As to going feral, that's also a big question mark, though it seems to be a result of neurological damage or degradation: lone ghouls or isolated groups undergoing a sort of senility as they lose more and more of what makes them human, intensely traumatized individuals manifesting something similar to an extreme schizoaffective or psychotic aggressive condition, or-- seemingly common among those transformed quickly by intensely high background counts or close proximity to flashpoint events-- the heavy neurological damage cased by ionizing radiation before/during the change (while their unchanged human tissues are still susceptible to radiation damage), and in many cases two or even all three of these factors will apply in varying degrees. As with the transformation itself, it can be a bit of a crap shoot. In all cases, though, the subject is so irreparably damaged that they're reduced almost entirely to their basal instincts, and even those are inconsistent.

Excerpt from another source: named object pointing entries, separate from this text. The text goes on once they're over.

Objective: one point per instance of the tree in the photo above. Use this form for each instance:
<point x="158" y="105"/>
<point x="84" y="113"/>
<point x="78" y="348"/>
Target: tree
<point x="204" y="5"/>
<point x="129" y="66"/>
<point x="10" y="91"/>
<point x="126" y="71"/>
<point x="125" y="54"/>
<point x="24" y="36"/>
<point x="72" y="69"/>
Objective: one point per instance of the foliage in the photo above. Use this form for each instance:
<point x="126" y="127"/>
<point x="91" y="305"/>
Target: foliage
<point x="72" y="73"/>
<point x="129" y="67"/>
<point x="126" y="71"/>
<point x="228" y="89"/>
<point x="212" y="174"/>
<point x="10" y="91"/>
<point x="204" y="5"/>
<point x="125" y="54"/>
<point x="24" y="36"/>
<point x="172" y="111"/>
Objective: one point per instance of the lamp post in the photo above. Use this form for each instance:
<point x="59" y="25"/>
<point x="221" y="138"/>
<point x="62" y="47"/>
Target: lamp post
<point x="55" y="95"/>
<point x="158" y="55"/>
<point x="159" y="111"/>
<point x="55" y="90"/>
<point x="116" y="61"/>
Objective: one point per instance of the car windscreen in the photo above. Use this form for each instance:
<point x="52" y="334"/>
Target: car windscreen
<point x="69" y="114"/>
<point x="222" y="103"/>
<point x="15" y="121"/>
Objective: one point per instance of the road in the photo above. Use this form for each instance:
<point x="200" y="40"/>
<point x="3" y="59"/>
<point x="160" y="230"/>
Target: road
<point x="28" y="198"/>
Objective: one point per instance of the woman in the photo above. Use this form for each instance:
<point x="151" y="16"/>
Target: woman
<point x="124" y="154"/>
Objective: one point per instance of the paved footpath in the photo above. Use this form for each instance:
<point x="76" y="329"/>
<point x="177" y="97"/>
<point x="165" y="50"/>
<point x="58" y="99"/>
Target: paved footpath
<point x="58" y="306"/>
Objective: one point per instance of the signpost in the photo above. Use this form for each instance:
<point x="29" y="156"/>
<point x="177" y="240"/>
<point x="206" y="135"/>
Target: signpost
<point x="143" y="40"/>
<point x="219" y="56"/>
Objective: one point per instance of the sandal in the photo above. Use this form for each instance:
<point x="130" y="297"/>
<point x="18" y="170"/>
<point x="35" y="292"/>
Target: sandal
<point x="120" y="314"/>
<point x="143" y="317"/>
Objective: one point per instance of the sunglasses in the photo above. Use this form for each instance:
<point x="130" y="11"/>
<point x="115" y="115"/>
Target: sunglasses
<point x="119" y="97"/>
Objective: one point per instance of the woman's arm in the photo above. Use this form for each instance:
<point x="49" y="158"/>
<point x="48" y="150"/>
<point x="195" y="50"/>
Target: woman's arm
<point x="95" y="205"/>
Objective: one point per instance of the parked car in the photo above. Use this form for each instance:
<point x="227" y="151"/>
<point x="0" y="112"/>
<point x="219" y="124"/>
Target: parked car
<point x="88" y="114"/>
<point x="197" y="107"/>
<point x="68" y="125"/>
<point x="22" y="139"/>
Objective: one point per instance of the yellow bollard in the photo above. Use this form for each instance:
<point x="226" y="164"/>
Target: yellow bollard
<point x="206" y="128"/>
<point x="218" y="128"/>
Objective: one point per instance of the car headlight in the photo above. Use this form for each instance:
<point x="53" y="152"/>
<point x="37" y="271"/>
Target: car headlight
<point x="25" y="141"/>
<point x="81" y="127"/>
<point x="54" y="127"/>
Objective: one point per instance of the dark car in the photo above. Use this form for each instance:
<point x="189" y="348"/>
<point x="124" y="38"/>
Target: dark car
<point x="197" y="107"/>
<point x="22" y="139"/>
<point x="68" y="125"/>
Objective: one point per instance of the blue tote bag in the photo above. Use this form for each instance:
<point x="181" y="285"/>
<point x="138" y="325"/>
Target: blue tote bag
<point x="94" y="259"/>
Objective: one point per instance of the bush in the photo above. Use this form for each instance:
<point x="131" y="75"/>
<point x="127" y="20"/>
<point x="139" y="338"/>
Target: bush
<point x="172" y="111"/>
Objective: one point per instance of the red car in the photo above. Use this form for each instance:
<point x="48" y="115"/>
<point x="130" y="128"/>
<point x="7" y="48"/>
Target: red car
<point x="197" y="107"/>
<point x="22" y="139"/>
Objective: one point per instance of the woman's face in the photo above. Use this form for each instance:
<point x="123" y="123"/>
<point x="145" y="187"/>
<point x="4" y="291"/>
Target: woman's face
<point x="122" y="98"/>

It would seem, as borne out in the games without being contradicted or explicitly confirmed, that the process of going feral only occurs when the mind or physical brain of a ghoul degenerates enough that they "lose themselves" and regress to reliance on their instinctual function. These conditions are most likely to be met in ghouls transformed by an extremely damaging amount of radiation over a very short period of time, as opposed to by gradual accumulation in their system.
The only likely ways it would happen to "normal" ghouls whose minds survived the initial transformation would be through long-term "disuse" of their minds, as seen in personality degradation resulting from senility, dementia, or severe dissociative/psychosis-inducing mental states; traumatic brain injury; or through starvation/deprivation. Ghouls need nutrition just as well as intact humans, and long-term malnutrition can have severely damaging effects on the brain. Neurons don't seem to enjoy the same hardiness and rad-regeneration as a ghoul's other tissues (or at least, not nearly at the same level of effectiveness), and over a lot of lean and unsuccessful years (or one or more shorter spans of extreme deprivation), a functionally immortal creature is eventually liable to rack up a lot of brain damage that way.
(Incidentally, I'd bet dollars to donuts that a lot of the ferals you see in the games went this route-- slowly, slipping away in the weeks and months after the bomb, when the world was a nuclear hell incapable of supporting them. Instead of starving to death, they starved to death-of-self, as it were, and got to watch any surviving friends and loved ones do the same. It's a hell of a sorry way to go, and it adds a lot of poignancy to these otherwise throwaway shamblers.)
(Sorry for the lack of brevity here-- it's been a long time since I've done a lore post and this one was done off-the-cuff and coming out from under some pretty heavy anesthesia. I obviously can't source a lot of this, since it comes from extrapolation, but what flesh I've hung from the skeleton set up by canon is born of real-world science and long careful observation of the Fallout world.)